At the end of the war, faced with poverty and what would soon be a growing family, the hard-working, personable Chillie willingly accepted any available job. One of those jobs led to local acclaim and a place in history. As an auctioneer, Chillie came up with the idea of chanting the auctioneer's call, which revolutionized the way tobacco was sold.

In 1874 after nearly ten years of hard work and perseverance, Chillie was able to build this house for his family. A few years later he moved the family to Richmond, hoping for more opportunities. It took a while for something substantial to come along, but eventually he landed a job as a railroad contractor.  He bought a house in Richmond and an estate, Mirador, in the Blue Ridge Mountains. Free of financial worries, Chillie could now enjoy life as both a prominent city dweller and a country gentleman, and he could offer his family a life of luxury.

C. D. Langhorne died in 1919, before his daughter Nancy was elected to Parliament. He is buried in Hollywood Cemetery in Richmond. 

Lady Astor (1879 - 1964)

From humble beginnings to international renown - that is the story of Nancy Langhorne Shaw Astor.

The famous woman whom many know only as Lady Astor was born in Danville in what is now the Langhorne House. Nancy grew up in Richmond and at "Mirador," the family estate near Charlottesville. After a childhood of poverty, teen years of plenty, and early womanhood in an unhappy marriage, it seemed to her that her life had ended, with little hope for a fulfilling future. But in 1905 she met Waldorf Astor. With her marriage to Waldorf in 1906, she moved to England and into a world of love, luxury, and opportunity.

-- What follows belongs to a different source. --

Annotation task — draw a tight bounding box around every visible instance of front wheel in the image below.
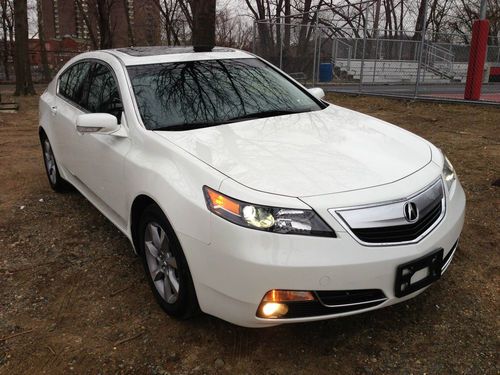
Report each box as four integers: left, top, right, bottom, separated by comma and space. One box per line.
40, 134, 70, 192
138, 204, 199, 319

In 1910 Waldorf was elected to represent Plymouth in the House of Commons. However, when his father, who was by then a viscount, died in 1919, Waldorf had to leave the Commons and take his father's seat in the House of Lords. Nancy ran for Waldorf's seat, pledging to be an advocate for the people - for women, children, and families. Nancy was elected and became the first woman to be seated in the British Parliament, where she fulfilled her promises.

She held the seat for 25 years.

Irene Langhorne Gibson, the "Gibson Girl"
    1873 - 1956

Beautiful, charming, gentle, caring, civic minded - these are words one might use to describe Irene.

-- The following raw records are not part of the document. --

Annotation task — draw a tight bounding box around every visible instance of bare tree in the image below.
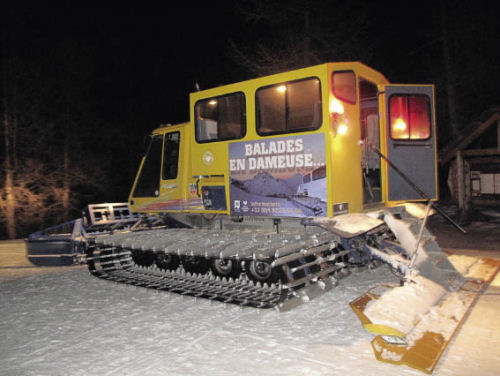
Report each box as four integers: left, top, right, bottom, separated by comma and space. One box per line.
229, 0, 373, 76
0, 13, 104, 239
1, 18, 19, 239
438, 0, 459, 138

From the time she was a teenager, Irene attracted attention. She played the piano quite well, and her lovely voice was often heard as she sang in charity revues. She was the "belle of the ball," chosen to lead cotillions, not only locally but also in New Orleans, Philadelphia, and New York.

But in those days even a debutante was expected to settle down and marry. After declining 62 proposals of marriage, she said "yes" to the well-know artist and illustrator Charles Dana Gibson. They were married in 1895 in Richmond, and after an extended honeymoon in Europe, they lived in New York, and later also on an island off the coast of Maine.

Irene became Dana's inspiration. Her interests often became those of the women he depicted. The clothes she wore and the way she styled her hair set fashions, and the term "Gibson Girl' came to mean more than a pretty girl in a picture - now it was a person.

Throughout her life Irene was an inspiration to many. She was politically active -marching with the suffragettes, participating in presidential campaigns, and being a convention delegate. She was a strong proponent of education for women and an active participant in many charities.

As Irene's grandson Langhorne Gibson said of her, she "left behind a legacy of kindness and love, strength and passion."